“Imagine Cormac Mc Carthy’s savage lyricism in a Paul Bowles desert landscape and you begin to enter the bleakly beautiful world of this mesmerizing, fable-like novel.”—The Independent
Gold Dust is a classic story of the brotherhood between man and beast, the thread of companionship that is all the difference between life and death in the desert. It is a story of the fight to endure in a world of limitless and waterless wastes, and a parable of the struggle to survive in the most dangerous landscape of all: human society.
Rejected by his tribe and hunted by the kin of the man he killed, Ukhayyad and his thoroughbred camel flee across the desolate Tuareg deserts of the Libyan Sahara. Between bloody wars against the Italians in the north and famine raging in the south, Ukhayyad rides for the remote rock caves of Jebel Hasawna.

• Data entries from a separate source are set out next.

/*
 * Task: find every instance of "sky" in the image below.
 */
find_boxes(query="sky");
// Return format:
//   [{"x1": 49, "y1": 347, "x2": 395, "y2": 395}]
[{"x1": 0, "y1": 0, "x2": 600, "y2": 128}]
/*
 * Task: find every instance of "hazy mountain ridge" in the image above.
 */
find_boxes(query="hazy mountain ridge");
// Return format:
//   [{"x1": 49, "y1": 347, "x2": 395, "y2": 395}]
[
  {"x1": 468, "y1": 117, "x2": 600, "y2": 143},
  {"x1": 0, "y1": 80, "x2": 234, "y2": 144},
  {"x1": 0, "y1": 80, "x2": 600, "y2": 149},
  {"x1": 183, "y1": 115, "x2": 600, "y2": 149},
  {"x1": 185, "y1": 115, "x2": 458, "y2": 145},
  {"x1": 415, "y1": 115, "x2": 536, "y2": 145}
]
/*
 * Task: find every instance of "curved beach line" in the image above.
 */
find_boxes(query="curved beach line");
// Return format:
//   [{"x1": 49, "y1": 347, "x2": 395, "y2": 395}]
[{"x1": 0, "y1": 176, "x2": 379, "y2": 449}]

There, he says farewell to the mount who has been his companion through thirst, disease, lust, and loneliness. Alone in the desert, haunted by the prophetic cave paintings of ancient hunting scenes and the cries of jinn in the night, Ukhayyad awaits the arrival of his pursuers and their insatiable hunger for blood and gold.
Over de auteur
Ibrahim al-Koni was born in the northwest of the Sahara Desert in Libya in 1948 and learned to read and write Arabic at the age of twelve. He has been hailed a magical realist, a Sufi fabulist, and a poetic novelist, and his books contain mythological elements, spiritual quests, and existential questions. He has been awarded the Sheikh Zayed Prize for Literature and the Mohamed Zefzaf Prize for the Arabic Novel and has been shortlisted for the Man Booker International Prize. His books have been translated into 35 languages. He currently lives in Salou, Spain.